Some people say we will run out of data required as per empirical scaling law but my guess is this is more likely than not solveable. I’m very unsure on this. (And I lack sufficient expertise to evaluate this argument tbh.) I’m guessing you can teach a model simple reasoning using a smaller dataset, use this model to fill holes in a bigger dataset, and then teach the model more difficult reasoning using this data.
~30% probability for extinction conditional on ASI invention by 2030 is because I am more optimistic about boxing an ASI than some LW rationalists. I do believe misalignment happens by default with high probability.
The intelligence difference between Einstein or Churchill or Hitler, and a hyperpersuasive AI is large, relative to the intelligence jumps shown by scaling so far. I understand there’s no natural scale for intelligence. I am open to the idea a hyperpersuasive AI can exist in theory. (In this context, a hyperpersuasive AI is an AI that can gain complete control over your mind with near 100% probability simply by talking to you.)
I am assuming a high level of competence among the people boxing the ASI. I have low probability of ASI coming completely by surprise. A lab building ASI in this decade will almost certainly employ many people who take the prospect of ASI seriously.
I am assuming that pausing ASI research will be politically possible, even obvious, once we have built a boxed ASI with empirical evidence of a lack of safety. I think I have better intuitions on politics than the median LW poster.

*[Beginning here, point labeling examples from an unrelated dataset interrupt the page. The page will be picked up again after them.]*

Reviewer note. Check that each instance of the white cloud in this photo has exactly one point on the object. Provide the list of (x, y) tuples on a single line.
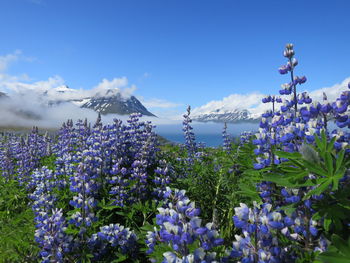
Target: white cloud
[(332, 92), (27, 98), (252, 102), (159, 103)]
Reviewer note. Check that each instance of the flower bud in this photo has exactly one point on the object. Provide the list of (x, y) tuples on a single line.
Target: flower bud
[(294, 62), (289, 46)]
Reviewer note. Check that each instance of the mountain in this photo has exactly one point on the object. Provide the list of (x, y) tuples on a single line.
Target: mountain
[(235, 115), (116, 104), (105, 101)]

I have some confusion on how the AI will reason about the hardware-software abstraction. At what point does an AI translate “maximise XYZ assembly variable” into “maximise the number of electrons in positions in semiconductor underlying XYZ”? My guess is whether an AI wants to “break out” of its machine depends on how it reasons about this. I accept that an ASI could understand that its variables are made up of positions of electrons in a semicondutor, I’m just unsure what it’ll do once it knows this.
The recent announcement of the o3 model has updated me to 95%, with most of the 5% being regulatory slow downs involving unprecedented global cooperation.
Sorry if this is rude, but your comment doesn’t engage with any of the arguments in the post, or make arguments in favour of your own position. If you’re just stating your view without proof then sure, that works.